In 1966, the iconic Bahujan politician Kanshi Ram felt disillusioned with the leadership of the oppressed castes, particularly the leaders of the Republican Party of India. He had the feeling that BR Ambedkar’s former colleagues such as Dadasaheb Gaikwad, Dadasaheb Rupwate and Ramchandra Bhandare were no longer as committed to the struggle for equality. Rather, the leaders appeared keen on joining or allying with the largest party then, the Indian National Congress, for their personal growth.
Kanshi Ram’s sentiments towards his leaders might resonate with Ambedkarites today, given the crushing loss faced by the Bahujan Samaj Party in the 2022 Uttar Pradesh assembly elections. When he had founded the BSP in 1984, it was the culmination of a political vision that had been years in the making. Kanshi Ram’s political ideas and the various platforms he developed were based on Ambedkar’s injunction to “educate, agitate and organise.” In 1978, he had set up BAMCEF—the All India Backward and Minorities Communities’ Employees Federation—an organisation of government employees from the oppressed castes. The foundation was to forge unity among 6000 oppressed castes at the bottom of the Brahmanical social hierarchy, across religions.

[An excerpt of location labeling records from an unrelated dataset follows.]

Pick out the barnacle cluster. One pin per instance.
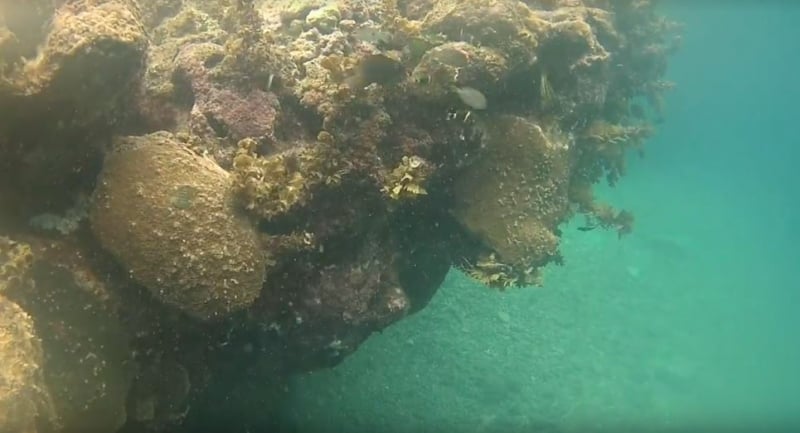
(270, 182)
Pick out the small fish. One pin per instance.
(373, 36)
(471, 97)
(376, 68)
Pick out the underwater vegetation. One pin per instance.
(200, 198)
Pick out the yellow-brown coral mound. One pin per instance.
(514, 197)
(166, 214)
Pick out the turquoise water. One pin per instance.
(691, 322)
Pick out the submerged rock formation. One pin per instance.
(201, 198)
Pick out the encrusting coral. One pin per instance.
(270, 182)
(168, 217)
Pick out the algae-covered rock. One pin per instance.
(514, 197)
(166, 214)
(79, 64)
(25, 402)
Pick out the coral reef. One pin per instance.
(200, 198)
(166, 214)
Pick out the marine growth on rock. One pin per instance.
(262, 185)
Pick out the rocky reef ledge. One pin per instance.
(200, 198)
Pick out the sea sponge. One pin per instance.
(166, 214)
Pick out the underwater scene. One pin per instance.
(301, 216)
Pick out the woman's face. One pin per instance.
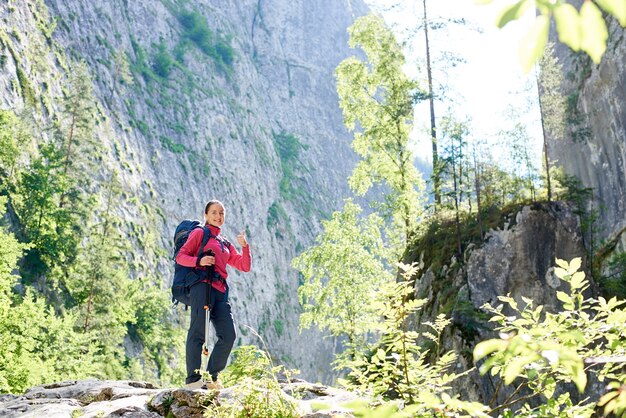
(215, 215)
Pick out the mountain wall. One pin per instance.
(595, 149)
(251, 119)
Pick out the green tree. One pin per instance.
(540, 351)
(36, 345)
(48, 226)
(582, 30)
(76, 127)
(398, 368)
(523, 170)
(377, 100)
(454, 167)
(341, 274)
(12, 137)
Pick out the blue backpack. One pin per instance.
(185, 277)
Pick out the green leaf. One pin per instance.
(562, 263)
(485, 348)
(564, 297)
(577, 280)
(514, 369)
(512, 12)
(615, 7)
(575, 264)
(594, 34)
(561, 273)
(568, 25)
(549, 387)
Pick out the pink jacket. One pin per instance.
(224, 254)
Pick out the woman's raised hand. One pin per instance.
(241, 238)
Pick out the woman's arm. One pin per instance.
(241, 261)
(188, 254)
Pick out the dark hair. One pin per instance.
(211, 203)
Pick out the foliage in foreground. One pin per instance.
(257, 392)
(542, 351)
(582, 30)
(539, 352)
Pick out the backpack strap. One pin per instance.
(206, 235)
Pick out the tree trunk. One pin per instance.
(433, 126)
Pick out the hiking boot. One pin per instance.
(212, 386)
(198, 384)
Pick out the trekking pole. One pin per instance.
(207, 318)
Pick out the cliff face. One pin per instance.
(517, 260)
(595, 151)
(253, 122)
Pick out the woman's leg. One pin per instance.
(195, 335)
(222, 320)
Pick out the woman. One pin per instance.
(218, 252)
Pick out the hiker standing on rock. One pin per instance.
(215, 256)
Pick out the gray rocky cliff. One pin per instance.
(135, 399)
(517, 259)
(263, 134)
(595, 149)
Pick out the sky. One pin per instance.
(483, 89)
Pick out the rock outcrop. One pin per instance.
(517, 259)
(595, 149)
(129, 399)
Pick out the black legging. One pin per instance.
(222, 320)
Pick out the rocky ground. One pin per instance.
(107, 398)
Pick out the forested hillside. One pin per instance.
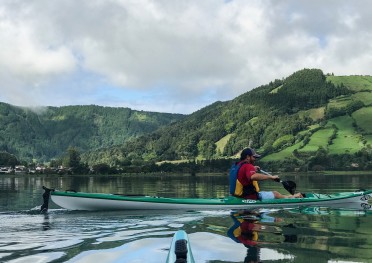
(308, 120)
(45, 133)
(304, 121)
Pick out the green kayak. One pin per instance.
(180, 249)
(99, 201)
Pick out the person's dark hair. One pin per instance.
(248, 152)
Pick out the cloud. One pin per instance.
(186, 54)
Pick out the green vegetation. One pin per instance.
(363, 119)
(354, 83)
(47, 133)
(347, 140)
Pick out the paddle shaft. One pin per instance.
(288, 185)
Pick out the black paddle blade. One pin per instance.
(290, 186)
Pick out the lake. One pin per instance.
(289, 235)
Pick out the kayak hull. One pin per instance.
(99, 201)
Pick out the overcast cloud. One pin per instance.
(172, 56)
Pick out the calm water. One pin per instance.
(307, 235)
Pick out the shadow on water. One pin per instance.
(314, 234)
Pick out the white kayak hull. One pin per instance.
(87, 201)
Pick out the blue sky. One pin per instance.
(172, 56)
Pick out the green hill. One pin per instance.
(293, 120)
(46, 133)
(307, 120)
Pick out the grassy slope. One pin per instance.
(348, 138)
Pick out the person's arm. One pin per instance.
(261, 177)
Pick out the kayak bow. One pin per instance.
(180, 249)
(99, 201)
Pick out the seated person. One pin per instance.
(248, 175)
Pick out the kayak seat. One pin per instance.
(181, 250)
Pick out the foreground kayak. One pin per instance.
(180, 249)
(99, 201)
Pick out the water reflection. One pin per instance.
(252, 228)
(256, 229)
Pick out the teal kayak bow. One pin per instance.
(180, 249)
(99, 201)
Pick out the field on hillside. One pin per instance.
(355, 83)
(287, 152)
(347, 139)
(363, 118)
(365, 97)
(318, 139)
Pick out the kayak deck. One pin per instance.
(101, 201)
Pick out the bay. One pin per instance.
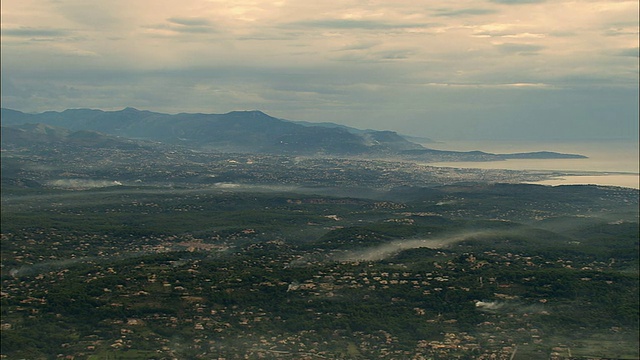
(611, 163)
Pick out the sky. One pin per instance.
(468, 69)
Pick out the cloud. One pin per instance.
(452, 69)
(517, 2)
(464, 12)
(34, 32)
(519, 49)
(633, 52)
(354, 24)
(193, 21)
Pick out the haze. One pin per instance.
(501, 69)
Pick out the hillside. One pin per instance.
(247, 132)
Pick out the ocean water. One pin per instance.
(615, 163)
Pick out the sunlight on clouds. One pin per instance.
(361, 58)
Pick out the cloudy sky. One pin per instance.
(468, 69)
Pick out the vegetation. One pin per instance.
(139, 273)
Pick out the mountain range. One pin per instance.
(237, 131)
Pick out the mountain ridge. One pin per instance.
(252, 131)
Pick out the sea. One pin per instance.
(610, 163)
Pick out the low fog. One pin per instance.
(387, 250)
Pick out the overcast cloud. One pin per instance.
(466, 69)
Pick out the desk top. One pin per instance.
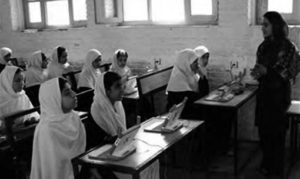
(236, 102)
(148, 147)
(294, 108)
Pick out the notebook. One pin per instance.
(171, 122)
(122, 147)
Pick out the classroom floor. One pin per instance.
(222, 167)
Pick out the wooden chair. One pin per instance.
(151, 87)
(33, 94)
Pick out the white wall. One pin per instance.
(232, 39)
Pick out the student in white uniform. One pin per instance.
(108, 113)
(119, 66)
(90, 70)
(5, 54)
(37, 71)
(60, 134)
(59, 62)
(13, 97)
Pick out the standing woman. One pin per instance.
(37, 69)
(59, 63)
(90, 71)
(5, 54)
(274, 68)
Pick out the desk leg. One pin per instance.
(235, 143)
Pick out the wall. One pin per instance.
(232, 39)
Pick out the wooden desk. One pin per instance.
(234, 106)
(149, 146)
(294, 116)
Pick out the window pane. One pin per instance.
(168, 11)
(135, 10)
(79, 10)
(282, 6)
(110, 8)
(201, 7)
(57, 13)
(34, 12)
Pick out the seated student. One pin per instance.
(60, 134)
(5, 54)
(108, 113)
(90, 71)
(59, 63)
(119, 66)
(184, 82)
(37, 69)
(13, 97)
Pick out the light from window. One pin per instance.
(79, 9)
(168, 11)
(135, 10)
(110, 8)
(34, 12)
(57, 13)
(281, 6)
(201, 7)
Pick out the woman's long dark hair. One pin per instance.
(279, 25)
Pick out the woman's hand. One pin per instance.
(258, 71)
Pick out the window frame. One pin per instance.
(189, 18)
(291, 18)
(43, 23)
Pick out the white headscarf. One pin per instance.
(58, 137)
(56, 69)
(35, 74)
(89, 74)
(107, 116)
(10, 101)
(3, 52)
(182, 77)
(200, 51)
(116, 68)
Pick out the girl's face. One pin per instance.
(122, 60)
(68, 99)
(204, 59)
(97, 62)
(44, 62)
(266, 28)
(116, 91)
(63, 58)
(18, 82)
(194, 66)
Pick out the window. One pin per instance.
(43, 14)
(290, 10)
(156, 11)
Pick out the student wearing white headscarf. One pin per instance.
(90, 70)
(59, 63)
(12, 95)
(108, 113)
(184, 81)
(5, 54)
(60, 134)
(37, 69)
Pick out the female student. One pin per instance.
(184, 81)
(13, 97)
(108, 113)
(90, 70)
(37, 69)
(274, 68)
(60, 135)
(120, 66)
(59, 63)
(5, 54)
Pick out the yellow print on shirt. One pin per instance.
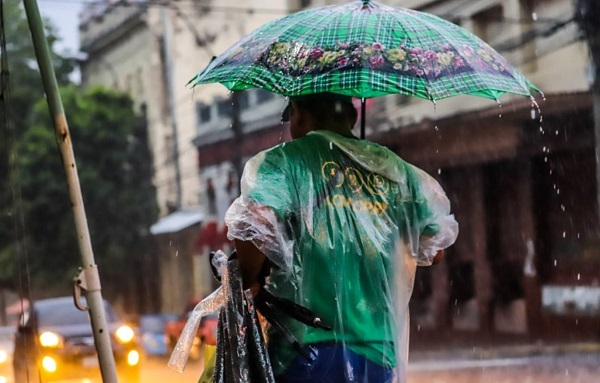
(354, 178)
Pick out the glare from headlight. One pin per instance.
(124, 334)
(49, 364)
(49, 339)
(133, 358)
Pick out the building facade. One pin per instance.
(521, 178)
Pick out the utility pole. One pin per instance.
(89, 275)
(166, 56)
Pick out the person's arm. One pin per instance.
(251, 262)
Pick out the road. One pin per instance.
(571, 368)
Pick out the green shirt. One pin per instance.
(346, 207)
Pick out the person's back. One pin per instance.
(342, 220)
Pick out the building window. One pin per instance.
(224, 108)
(202, 112)
(264, 95)
(487, 23)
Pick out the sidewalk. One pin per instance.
(502, 352)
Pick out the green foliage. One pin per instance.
(114, 167)
(16, 106)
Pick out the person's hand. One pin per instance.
(439, 256)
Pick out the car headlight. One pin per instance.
(125, 334)
(50, 339)
(49, 364)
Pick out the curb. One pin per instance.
(504, 352)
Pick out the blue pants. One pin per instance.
(334, 363)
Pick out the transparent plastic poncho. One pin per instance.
(344, 223)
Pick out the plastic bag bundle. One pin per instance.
(345, 222)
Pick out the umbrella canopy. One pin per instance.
(365, 49)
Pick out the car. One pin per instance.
(152, 328)
(54, 341)
(206, 335)
(7, 338)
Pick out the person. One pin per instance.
(343, 223)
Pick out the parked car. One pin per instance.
(152, 328)
(7, 339)
(56, 343)
(207, 331)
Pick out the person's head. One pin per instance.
(321, 111)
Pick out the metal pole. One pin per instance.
(169, 79)
(363, 117)
(63, 139)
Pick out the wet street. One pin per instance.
(571, 368)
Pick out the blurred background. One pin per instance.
(160, 163)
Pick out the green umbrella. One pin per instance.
(365, 49)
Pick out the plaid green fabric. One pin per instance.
(365, 50)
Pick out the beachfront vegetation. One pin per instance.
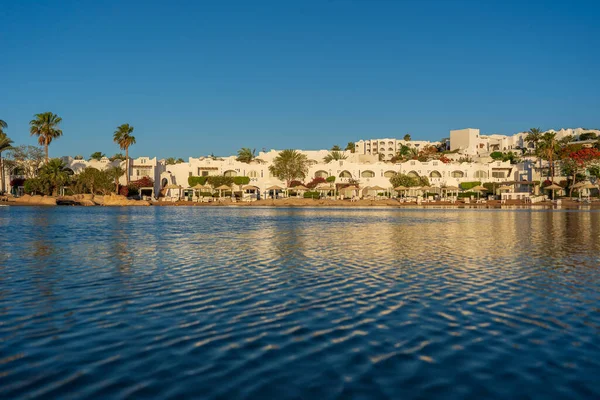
(408, 181)
(124, 139)
(5, 144)
(45, 127)
(51, 177)
(25, 159)
(246, 155)
(289, 165)
(92, 180)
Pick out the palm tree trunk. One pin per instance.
(1, 173)
(127, 166)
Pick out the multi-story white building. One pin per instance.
(388, 147)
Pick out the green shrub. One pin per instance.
(469, 185)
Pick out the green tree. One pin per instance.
(115, 173)
(534, 136)
(335, 155)
(26, 159)
(548, 149)
(404, 180)
(97, 155)
(246, 155)
(45, 127)
(289, 165)
(54, 174)
(124, 139)
(5, 144)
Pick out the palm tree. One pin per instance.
(335, 155)
(548, 148)
(56, 173)
(45, 127)
(124, 139)
(116, 173)
(289, 165)
(246, 155)
(534, 136)
(5, 144)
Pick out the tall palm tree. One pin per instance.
(45, 127)
(534, 136)
(289, 165)
(548, 148)
(115, 173)
(124, 139)
(246, 155)
(5, 144)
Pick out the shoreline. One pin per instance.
(308, 203)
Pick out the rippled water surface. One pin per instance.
(167, 302)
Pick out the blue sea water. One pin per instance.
(254, 303)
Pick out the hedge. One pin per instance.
(469, 185)
(218, 180)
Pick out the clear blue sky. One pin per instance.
(195, 77)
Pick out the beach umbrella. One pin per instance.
(554, 187)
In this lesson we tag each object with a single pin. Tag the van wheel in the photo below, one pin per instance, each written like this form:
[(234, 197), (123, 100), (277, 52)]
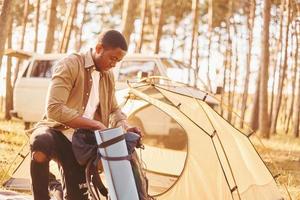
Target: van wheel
[(27, 125)]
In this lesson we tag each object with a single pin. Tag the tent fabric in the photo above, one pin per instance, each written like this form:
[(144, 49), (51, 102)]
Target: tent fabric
[(217, 162)]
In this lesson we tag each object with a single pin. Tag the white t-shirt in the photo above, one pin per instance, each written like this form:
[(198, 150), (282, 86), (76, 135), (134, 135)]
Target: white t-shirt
[(92, 104), (93, 101)]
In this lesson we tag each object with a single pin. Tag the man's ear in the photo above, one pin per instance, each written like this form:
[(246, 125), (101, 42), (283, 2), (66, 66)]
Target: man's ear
[(99, 48)]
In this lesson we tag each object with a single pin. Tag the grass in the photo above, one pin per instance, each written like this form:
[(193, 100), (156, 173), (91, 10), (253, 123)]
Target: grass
[(281, 154)]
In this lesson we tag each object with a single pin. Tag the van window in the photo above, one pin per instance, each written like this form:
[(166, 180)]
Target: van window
[(42, 68), (137, 69)]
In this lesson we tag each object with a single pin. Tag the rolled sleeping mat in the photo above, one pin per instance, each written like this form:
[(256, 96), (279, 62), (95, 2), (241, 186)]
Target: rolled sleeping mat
[(117, 168)]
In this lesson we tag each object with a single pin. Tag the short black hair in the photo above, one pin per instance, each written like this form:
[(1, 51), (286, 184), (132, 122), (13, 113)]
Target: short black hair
[(113, 39)]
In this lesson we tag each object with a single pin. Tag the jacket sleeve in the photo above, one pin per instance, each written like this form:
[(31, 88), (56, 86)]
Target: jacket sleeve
[(117, 117), (59, 90)]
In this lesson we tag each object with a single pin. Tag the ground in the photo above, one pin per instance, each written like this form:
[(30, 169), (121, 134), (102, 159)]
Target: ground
[(281, 153)]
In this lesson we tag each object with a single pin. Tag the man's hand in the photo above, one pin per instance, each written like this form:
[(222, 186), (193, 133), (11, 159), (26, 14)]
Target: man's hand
[(81, 122), (135, 130)]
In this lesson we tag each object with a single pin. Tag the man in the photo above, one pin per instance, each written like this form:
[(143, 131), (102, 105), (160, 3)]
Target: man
[(81, 95)]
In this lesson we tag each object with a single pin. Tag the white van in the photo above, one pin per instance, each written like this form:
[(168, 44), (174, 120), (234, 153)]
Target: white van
[(32, 83)]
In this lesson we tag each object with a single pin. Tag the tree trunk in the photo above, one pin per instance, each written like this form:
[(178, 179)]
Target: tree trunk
[(129, 7), (296, 110), (9, 88), (194, 28), (250, 25), (68, 26), (174, 35), (51, 23), (5, 14), (233, 98), (159, 25), (143, 20), (210, 27), (79, 41), (229, 114), (24, 23), (294, 79), (283, 76), (37, 16), (225, 64), (255, 109), (264, 127), (277, 63)]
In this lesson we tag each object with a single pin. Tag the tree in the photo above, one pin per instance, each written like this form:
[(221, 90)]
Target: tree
[(9, 88), (294, 79), (79, 41), (143, 20), (255, 108), (296, 111), (282, 75), (51, 23), (250, 25), (277, 62), (37, 16), (264, 127), (159, 25), (68, 26), (4, 24), (24, 24)]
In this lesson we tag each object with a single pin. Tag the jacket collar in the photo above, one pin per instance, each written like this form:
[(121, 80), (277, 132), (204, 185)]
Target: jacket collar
[(88, 59)]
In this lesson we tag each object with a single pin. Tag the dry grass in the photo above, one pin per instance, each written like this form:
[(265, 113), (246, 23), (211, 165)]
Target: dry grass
[(280, 153)]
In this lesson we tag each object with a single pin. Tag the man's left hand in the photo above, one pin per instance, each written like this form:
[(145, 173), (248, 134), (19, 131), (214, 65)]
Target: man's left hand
[(135, 130)]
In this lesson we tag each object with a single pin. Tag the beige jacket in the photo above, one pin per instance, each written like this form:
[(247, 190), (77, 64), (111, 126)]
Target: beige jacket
[(69, 92)]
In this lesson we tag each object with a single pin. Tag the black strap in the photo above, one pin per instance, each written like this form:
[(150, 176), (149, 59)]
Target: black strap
[(111, 141)]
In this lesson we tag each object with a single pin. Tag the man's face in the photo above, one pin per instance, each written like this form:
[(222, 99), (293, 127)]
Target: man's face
[(106, 58)]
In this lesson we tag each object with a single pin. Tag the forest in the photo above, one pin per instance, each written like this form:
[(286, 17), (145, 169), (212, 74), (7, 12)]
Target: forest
[(246, 52)]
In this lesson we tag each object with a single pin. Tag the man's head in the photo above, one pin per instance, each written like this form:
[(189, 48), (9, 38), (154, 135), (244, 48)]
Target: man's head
[(110, 49)]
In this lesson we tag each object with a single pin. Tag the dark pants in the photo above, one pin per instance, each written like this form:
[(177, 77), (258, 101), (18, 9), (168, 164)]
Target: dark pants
[(57, 147)]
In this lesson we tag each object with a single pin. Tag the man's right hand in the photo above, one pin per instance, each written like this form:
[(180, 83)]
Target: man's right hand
[(81, 122)]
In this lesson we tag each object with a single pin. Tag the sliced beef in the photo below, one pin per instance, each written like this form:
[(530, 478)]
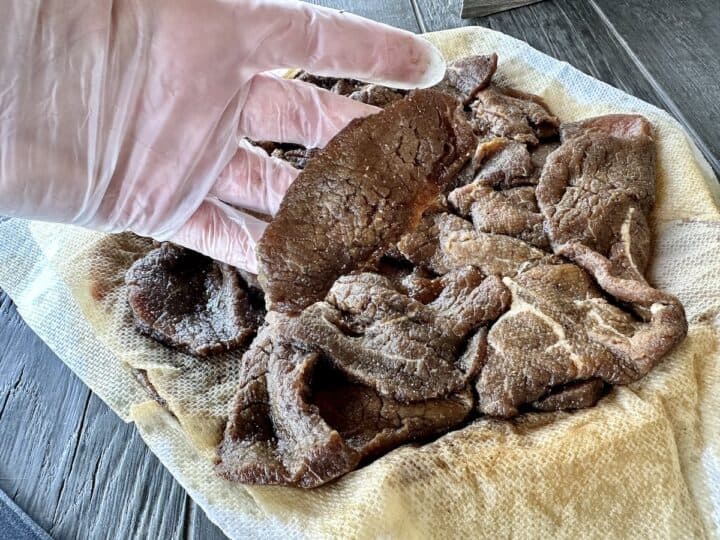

These castes constituted almost 85 percent of the country’s population; Kanshi Ram collectively named them Bahujans—the majority. If 50 percent of Bahujans were able to forge alliances among themselves, Kanshi Ram said, it would be possible to have a government constituted by oppressed castes at the centre. He believed that true equality would not come unless the oppressed became the ruling caste. In other words, for him, political success was a precondition for change in the social and economic status of oppressed castes. He called political power a “gurukilli,”—a master key—that could open up all locks for the oppressed.